PBB Menuntut Diakhirinya Serangan Houthi Di Marib

Kantor hak asasi manusia PBB menuntut diakhirinya serangan Houthi di Marib yang didukung Iran di Marib di Yaman dan mengkritik serangan rudal lintas batas dan pesawat tak berawak mereka di Arab Saudi.

“Kami sangat prihatin dengan dampak berkelanjutan dari pertempuran terhadap warga sipil dan penargetan objek sipil di Kegubernuran Marib di Yaman,” kata juru bicara UNCHR Liz Throssell kepada media berita Arab dalam briefing hak asasi manusia pada hari Jumat.

“Pasukan Houthi, juga dikenal sebagai Ansar Allah, telah berusaha merebut dari pemerintah Yaman selama beberapa bulan.”

Dia menyoroti serangan rudal dan drone baru-baru ini di sebuah kompleks, yang menampung infrastruktur sipil dan sebuah masjid. Serangan itu menewaskan delapan orang dan melukai 30 lainnya. Ambulans juga menjadi sasaran selama serangan karena responden pertama termasuk di antara yang terluka.

Baca Juga: Mawhiba Fondasi Kreativitas Arab Saudi

Korban

Throssell juga menunjuk kekejaman Houthi lainnya di Marib—serangan rudal 5 Juni di sebuah pompa bensin—yang menewaskan 21 orang, termasuk dua anak di bawah usia 13 tahun.

“Korban pembunuhan sewenang-wenang, termasuk yang termasuk dalam kejahatan perang, memiliki hak atas keadilan, dan pelaku tindakan tersebut, terlepas dari afiliasinya, harus dimintai pertanggungjawaban,” kata Throssell.

“Kami menyerukan semua pihak dalam konflik untuk menghormati kewajiban mereka di bawah hukum humaniter internasional, termasuk kewajiban mereka untuk menghormati prinsip-prinsip pembedaan. Ini melarang penargetan warga sipil dan objek sipil dan infrastruktur, serta prinsip-prinsip proporsionalitas dan tindakan pencegahan dalam serangan.”

Perwakilan PBB juga membahas serangan berkelanjutan Houthi di negara tetangga Arab Saudi.

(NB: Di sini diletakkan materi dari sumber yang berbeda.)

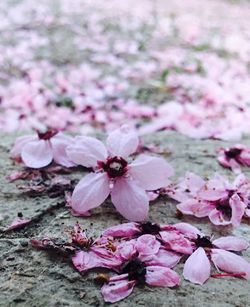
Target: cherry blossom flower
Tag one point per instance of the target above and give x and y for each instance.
(221, 252)
(18, 223)
(145, 264)
(127, 183)
(37, 151)
(234, 157)
(223, 202)
(172, 237)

“Serangan lintas batas oleh Ansar Allah ke wilayah Arab Saudi juga terus berlanjut,” kata Throssell.

“Sampai saat ini, sejak Januari, Ansar Allah telah meluncurkan sekitar 128 serangan drone dan 31 rudal balistik ke Arab Saudi. Sementara sebagian besar target bersifat militer, infrastruktur sipil, termasuk bandara sipil dan fasilitas industri, telah diserang.”

Yaman, negara termiskin di dunia Arab, telah terlibat dalam perang saudara yang pahit; sejak pemberontak Houthi yang didukung Iran merebut kekuasaan dalam kudeta tahun 2014. Koalisi yang dipimpin Saudi kemudian campur tangan dalam konflik atas nama pemerintah yang diakui PBB.

Kerajaan mengusulkan rencana perdamaian yang komprehensif, yang didukung oleh mitra regional dan Baratnya. Koalisi melihat pertempuran berakhir, mendukung pengiriman bantuan kemanusiaan, dan implementasi solusi politik untuk konflik tersebut.